Память гостьи была куда как больше. Слушая её, Рома понимал, что ей доступны события такой удалённости, когда ещё не физическая, а геологическая жизнь этого мира находилась в зачатке и было вообще под вопросом, сложится она или нет. Гостья говорила смутно, слова её больше походили на сон, да и были, в сущности, им, и, следуя за ней, Рома нырял в этот сон тоже и видел взрывы вулканов, бурления масс пород, из которых сложатся потом материки, плеск Мирового океана и наполнявшую его первую, ещё неясную, неоформленную, как бульон, жизнь – прото жизнь, идею жизни, с хищной жаждой, но вовсе без мысли. И как потом эта жизнь развивалась, как обретала форму и плоть, и уже ползла, плыла, карабкалась, летела, шлёпала ластами, лупила глаза, скреблась и кусалась, билась, росла, шевелилась, дышала, – всё это было, и гостья смотрела на это с улыбкой, и пела, и спала с открытыми глазами, как у него в постели – точно так же спала, и он теперь спал вместе с нею, и был в том же сне, частью этого сна.

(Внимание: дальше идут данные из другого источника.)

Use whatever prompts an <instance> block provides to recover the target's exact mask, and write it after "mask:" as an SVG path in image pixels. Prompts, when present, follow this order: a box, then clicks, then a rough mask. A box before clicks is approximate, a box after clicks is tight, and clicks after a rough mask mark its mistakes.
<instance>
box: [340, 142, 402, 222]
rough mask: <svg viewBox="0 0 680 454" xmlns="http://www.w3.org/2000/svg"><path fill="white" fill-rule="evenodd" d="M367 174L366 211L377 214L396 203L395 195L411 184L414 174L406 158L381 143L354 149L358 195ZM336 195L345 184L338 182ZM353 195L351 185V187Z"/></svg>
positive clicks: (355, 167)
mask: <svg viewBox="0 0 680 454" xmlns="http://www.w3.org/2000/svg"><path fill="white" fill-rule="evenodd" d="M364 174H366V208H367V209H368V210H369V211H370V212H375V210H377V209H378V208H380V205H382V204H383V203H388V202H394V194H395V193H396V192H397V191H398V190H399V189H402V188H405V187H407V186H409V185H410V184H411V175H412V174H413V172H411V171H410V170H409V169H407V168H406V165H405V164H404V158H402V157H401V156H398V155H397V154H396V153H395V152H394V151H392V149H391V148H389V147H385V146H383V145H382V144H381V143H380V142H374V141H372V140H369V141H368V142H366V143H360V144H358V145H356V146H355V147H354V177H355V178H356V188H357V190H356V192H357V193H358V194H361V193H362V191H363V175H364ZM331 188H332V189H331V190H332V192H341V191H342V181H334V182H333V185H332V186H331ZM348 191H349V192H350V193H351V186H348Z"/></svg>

Только не рассказывай. Никому. Никогда.
Иногда просыпались вдруг днём, выходили на кухню, но там всё было странно, и Рома догадывался, что ничего они не проснулись: по-прежнему было разбито окно, распахнуты пустые, зияющие осколками створки, во дворе шелестела редкими оставшимися листьями любимая яблоня, стояла яркая тёплая осень, но ни прохлады, ни ветра, ничего он не чувствовал, как и битого стекла, по которому безнаказанно ходил сам, с удовольствием хрустел босыми ступнями, и гостья его хрустела, и один только Гренобыч обиженно обходил осколки по плинтусу, и смотрела осуждающе, и ворчал, что они-де всё дрыхнут, а дома жрать нечего, и скоро он перестанет сюда возвращаться, потому что на улице больше найдёт и поймает, чем здесь получит. Но они только над ним смеялись. Рома отвечал, что ходит Гренобыч сюда не за этим, а гостья смеялась одними глазами, сидя на столе, голенькая, красивая, болтая босой ножкой над кучей битого стекла, и Рома понимал, что спит, не только по тому, что не чувствует холода и голода, но и потому, что счастье не может быть долгим, никакое счастье не может быть долгим, а если оно всё не кончается, значит, ещё ночь и он не открывал глаз.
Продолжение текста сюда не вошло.